Nah, mumpung akhir tahun kemarin saya punya kesempatan untuk nge-Trip, pada artikel kali ini saya akan menuliskan Catatan Perjalanan akhir tahun ke suatu tempat yang cukup famous di kota Semarang. Tempat yang sempat saya kunjungi adalah Kuil (Klenteng) Sam Poo Kong, yang berlokasi di Jalan Simongan Raya no. 129, Semarang.

Sejarah Singkat Klenteng Sam Poo Kong


Klenteng Sam Poo Kong (secara literal bermakna 'gua tiga orang sakti'), diyakini sebagai tempat persinggahan dan pendaratan seorang Laksamana Tiongkok yang beragama Islam, bernama Zheng He atau lebih dikenal Laksamana Cheng Ho. Pendaratan Laksamana Zheng He ini mungkin awalnya karena sebuah kebetulan, karena pada saat armada sang Laksamana sedang berlayar melalui Laut Jawa, banyak anak buahnya yang jatuh sakit, termasuk nahkodanya yang bernama Wang Jing Hong. Melihat dan menimbang kondisi anak buahnya yang sakit dan membutuhkan perawatan segera, maka sang Laksamana kemudian memutuskan untuk membuang sauh dan merapat di Pantai Utara Semarang. Di Pantai tersebut (dulu daerah Simongan adalah pantai sebelum mengalami pendangkalan) Laksamana Zheng He dan anak buahnya berlindung dalam sebuah goa di tebing batu dan mendirikan sebuah masjid (belum ada bukti kongkret cerita tentang masjid ini) yang sekarang berubah fungsi jadi Klenteng. 

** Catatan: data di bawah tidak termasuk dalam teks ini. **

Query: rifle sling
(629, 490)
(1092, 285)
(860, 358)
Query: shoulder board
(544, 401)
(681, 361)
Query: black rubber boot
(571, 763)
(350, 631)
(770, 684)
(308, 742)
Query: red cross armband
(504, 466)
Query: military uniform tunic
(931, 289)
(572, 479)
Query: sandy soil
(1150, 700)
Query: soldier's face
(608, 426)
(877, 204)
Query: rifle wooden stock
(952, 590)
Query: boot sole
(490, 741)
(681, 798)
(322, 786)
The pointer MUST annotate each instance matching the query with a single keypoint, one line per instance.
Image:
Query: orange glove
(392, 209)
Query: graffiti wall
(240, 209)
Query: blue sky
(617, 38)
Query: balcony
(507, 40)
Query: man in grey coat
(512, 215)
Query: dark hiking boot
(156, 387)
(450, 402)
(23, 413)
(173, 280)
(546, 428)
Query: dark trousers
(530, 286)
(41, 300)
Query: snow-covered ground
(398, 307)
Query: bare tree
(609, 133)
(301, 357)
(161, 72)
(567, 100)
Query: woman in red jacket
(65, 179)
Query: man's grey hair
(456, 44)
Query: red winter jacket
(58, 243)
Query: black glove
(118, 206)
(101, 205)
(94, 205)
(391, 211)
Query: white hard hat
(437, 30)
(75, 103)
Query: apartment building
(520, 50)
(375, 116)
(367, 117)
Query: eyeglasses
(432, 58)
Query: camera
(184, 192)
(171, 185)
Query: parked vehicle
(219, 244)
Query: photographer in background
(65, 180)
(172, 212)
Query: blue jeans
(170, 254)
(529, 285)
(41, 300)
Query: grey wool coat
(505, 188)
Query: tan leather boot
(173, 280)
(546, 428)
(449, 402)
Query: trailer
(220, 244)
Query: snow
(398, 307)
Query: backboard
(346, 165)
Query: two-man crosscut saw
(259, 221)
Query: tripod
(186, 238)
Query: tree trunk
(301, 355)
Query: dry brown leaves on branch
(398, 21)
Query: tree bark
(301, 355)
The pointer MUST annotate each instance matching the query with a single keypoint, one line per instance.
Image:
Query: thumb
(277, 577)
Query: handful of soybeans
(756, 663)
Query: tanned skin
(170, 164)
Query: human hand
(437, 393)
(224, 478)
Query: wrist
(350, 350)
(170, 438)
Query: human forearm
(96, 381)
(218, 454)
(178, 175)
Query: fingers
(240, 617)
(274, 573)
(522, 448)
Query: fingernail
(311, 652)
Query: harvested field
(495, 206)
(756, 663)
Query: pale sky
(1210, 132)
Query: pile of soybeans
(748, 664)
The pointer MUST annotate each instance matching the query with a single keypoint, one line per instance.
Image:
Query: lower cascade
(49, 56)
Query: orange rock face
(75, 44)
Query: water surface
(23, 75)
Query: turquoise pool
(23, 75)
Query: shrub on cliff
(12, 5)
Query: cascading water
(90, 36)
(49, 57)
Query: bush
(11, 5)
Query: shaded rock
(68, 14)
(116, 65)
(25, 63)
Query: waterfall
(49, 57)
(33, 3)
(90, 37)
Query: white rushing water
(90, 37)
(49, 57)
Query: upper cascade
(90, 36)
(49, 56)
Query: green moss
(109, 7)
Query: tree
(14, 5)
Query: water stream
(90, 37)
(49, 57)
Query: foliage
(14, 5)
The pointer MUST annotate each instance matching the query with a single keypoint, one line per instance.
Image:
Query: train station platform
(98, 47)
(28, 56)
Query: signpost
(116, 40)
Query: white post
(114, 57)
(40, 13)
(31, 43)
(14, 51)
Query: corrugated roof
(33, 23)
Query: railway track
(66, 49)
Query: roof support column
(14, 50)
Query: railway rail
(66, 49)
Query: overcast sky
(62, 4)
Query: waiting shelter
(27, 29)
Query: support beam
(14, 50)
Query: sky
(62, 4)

Sementara Wang Jing Hong beristirahat dan memulihkan sakitnya dalam goa di Simongan itu, Laksamana Zheng He melanjutkan pelayarannya ke arah timur untuk melanjutkan misi perdamaian dan perdagangannya.

Wang Jing Hong (yang kemudian berubah nama menjadi Dampo Awang) kemudian menetap di Simongan ditemani 10 anak buahnya. Mereka kemudian membangun pemukiman, bercocok tanam dan menikah dengan penduduk pribumi. Wang Jing Hong adalah seorang muslim yang saleh (menurut buku yang ditulis Khong Yuan Zhi, berjudul Muslim Tionghoa Cheng Ho) sehingga semasa hidupnya di Simongan, dia juga menyebarkan agama Islam, mengajarkan pertanian dan perdagangan pada penduduk sekitar Simongan. Apa yang dilakukan Wang Jing Hong ternyata berpengaruh besar pada pertumbuhan ekonomi di daerah tersebut.

Diorama Cerita Perjalanan Laksamana Zheng He

Pada tahun 1417, Wang Jing Hong membuat patung Laksamana Zheng He dalam goa batu tempat pertama dia mendarat agar penduduk sekitar mengingat dan memberikan penghormatan pada sang Laksamana. Wang Jing Hong meninggal pada usia 87 tahun dan dimakamkan di sekitar goa batu itu. Penduduk setempat kemudian menyebut makamnya sebagai Makam Kyai Juru Mudi (Makam Kapten Kapal). Makam ini saat ini berada didalam area komplek Klenteng Sam Poo Kong.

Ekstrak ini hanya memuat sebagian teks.